Production is forecast to jump to 620,000 tonnes this year from an estimated 580,000 tonnes produced in 2006, Helium Razak, the chairman of the Indonesia Cocoa Association said.
Indonesia is the world's third largest cocoa producer. "We are becoming more aggressive to ensure that our farmers follow good agriculture practices," he told Reuters in an interview. "Secondly, the total area is also increasing, we expect the area to go up to 1.2 million hectares by 2012 from around one million now."
Indonesia could double, or even triple its yields by containing pod borer, a worm-like pest that eats cocoa beans and using better farming techniques.
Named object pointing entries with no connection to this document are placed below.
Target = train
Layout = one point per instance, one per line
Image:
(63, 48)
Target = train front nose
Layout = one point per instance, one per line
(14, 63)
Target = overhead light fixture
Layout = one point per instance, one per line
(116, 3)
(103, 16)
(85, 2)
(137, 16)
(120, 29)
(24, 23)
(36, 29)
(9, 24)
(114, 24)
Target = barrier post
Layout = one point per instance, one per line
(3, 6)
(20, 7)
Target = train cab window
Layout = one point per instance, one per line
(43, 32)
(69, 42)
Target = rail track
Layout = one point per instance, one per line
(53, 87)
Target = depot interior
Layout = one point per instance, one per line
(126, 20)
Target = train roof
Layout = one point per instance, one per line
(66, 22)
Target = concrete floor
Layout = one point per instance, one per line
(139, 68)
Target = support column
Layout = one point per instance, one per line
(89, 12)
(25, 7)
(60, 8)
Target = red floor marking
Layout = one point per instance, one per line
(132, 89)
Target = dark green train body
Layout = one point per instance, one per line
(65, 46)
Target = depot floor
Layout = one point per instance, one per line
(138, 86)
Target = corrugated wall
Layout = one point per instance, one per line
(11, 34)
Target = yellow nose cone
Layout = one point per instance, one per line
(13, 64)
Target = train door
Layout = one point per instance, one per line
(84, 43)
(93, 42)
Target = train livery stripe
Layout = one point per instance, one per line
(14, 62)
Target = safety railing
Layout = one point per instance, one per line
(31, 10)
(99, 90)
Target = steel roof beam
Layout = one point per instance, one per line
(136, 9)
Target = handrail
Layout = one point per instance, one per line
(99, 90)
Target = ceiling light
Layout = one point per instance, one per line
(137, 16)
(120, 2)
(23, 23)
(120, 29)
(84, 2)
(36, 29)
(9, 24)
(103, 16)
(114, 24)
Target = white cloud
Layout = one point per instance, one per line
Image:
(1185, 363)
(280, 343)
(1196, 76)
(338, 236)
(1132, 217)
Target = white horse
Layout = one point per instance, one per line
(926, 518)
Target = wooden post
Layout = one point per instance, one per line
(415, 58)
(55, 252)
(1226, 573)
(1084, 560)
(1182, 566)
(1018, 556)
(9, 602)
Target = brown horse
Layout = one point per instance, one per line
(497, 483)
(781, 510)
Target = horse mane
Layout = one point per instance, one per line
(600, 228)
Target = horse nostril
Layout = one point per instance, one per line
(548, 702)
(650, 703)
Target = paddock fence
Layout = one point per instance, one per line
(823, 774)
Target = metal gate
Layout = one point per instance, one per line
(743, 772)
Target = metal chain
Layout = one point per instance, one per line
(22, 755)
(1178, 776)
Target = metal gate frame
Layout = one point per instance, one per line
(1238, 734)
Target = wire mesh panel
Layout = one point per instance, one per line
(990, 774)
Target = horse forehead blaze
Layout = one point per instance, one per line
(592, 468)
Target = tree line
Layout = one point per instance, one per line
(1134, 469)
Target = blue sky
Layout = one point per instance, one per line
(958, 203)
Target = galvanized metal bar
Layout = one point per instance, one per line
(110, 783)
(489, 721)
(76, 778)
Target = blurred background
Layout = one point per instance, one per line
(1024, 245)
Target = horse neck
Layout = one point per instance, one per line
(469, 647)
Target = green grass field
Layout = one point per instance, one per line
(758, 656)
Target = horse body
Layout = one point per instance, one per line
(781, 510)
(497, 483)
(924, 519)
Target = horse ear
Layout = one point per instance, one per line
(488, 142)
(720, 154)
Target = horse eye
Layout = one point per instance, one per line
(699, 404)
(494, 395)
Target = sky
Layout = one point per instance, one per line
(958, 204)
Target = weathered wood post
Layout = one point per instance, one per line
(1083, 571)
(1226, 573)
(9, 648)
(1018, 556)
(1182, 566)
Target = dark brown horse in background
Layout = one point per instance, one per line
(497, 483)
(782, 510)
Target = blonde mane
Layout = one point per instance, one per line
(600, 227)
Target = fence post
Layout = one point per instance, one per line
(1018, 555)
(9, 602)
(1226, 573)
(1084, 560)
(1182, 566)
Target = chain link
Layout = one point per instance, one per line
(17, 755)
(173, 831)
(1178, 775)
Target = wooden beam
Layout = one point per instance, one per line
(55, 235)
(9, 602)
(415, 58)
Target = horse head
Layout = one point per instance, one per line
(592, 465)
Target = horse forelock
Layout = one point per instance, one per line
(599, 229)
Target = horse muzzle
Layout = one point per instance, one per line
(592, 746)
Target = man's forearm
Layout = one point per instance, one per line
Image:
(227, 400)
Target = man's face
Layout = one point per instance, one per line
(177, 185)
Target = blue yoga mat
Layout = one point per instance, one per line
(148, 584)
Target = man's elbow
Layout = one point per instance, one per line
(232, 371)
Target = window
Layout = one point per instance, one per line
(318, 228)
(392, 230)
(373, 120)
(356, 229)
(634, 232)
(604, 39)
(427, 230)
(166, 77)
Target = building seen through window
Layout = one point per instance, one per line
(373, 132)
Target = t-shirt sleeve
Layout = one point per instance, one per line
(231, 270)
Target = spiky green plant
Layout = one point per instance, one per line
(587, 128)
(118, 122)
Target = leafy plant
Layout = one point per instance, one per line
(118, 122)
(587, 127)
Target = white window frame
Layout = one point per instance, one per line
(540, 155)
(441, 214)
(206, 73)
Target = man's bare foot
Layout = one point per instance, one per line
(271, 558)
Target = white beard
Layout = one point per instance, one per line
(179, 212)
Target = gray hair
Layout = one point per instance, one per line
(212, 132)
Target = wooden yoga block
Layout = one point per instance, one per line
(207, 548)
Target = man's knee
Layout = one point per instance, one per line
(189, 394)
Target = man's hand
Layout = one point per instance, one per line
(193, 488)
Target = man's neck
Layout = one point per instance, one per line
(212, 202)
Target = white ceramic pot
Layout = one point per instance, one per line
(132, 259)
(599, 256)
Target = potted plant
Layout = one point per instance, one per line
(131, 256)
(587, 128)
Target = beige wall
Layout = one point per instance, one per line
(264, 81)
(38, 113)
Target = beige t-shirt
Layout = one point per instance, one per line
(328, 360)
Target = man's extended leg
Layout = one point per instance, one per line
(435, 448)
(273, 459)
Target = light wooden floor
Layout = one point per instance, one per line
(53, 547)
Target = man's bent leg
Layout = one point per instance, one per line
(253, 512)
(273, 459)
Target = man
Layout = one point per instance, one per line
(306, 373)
The country's cocoa yields stand at 0.6 to 0.7 tonnes per hectare but experiments in some villages have shown a dramatic increase in productivity, Razak said.
"We have a success story to tell, in some villages we have even doubled productivity, now we are going to do the same thing in many villages," the official said on the sidelines of an industry meeting in Kuala Lumpur.
"The problem in Indonesia is that farmers don't have enough knowledge about good agriculture practices in cocoa, it is a big problem." Indonesia's cocoa output is expected to climb to around one million tonnes by 2012 with the help of a cocoa campaign which aims at placing field trainers in key cocoa-growing belts to teach farmers how to contain the pest and improve bean quality.
"We have hard work to do, but I am very optimistic that production of cocoa beans in Indonesia can be doubled." Indonesia, which exports cocoa beans to neighbouring Malaysia and other regions, utilises about 58 percent of the installed grinding capacity of 283,000 tonnes a year.
"We have high interest rates, ageing machinery and inadequate working capital," Razak said. "First we have to increase utilisation of the existing capacity and then we want to double it to 600,000 tonnes by 2012 as we plan to produce more cocoa."
"We would like to export finished or semi-finished products rather then just raw material, we want to do more value addition in our country." Indonesia exports cocoa beans to grinders in the United States, Malaysia, Singapore and European countries which later process them for making chocolate, beverages and ice cream.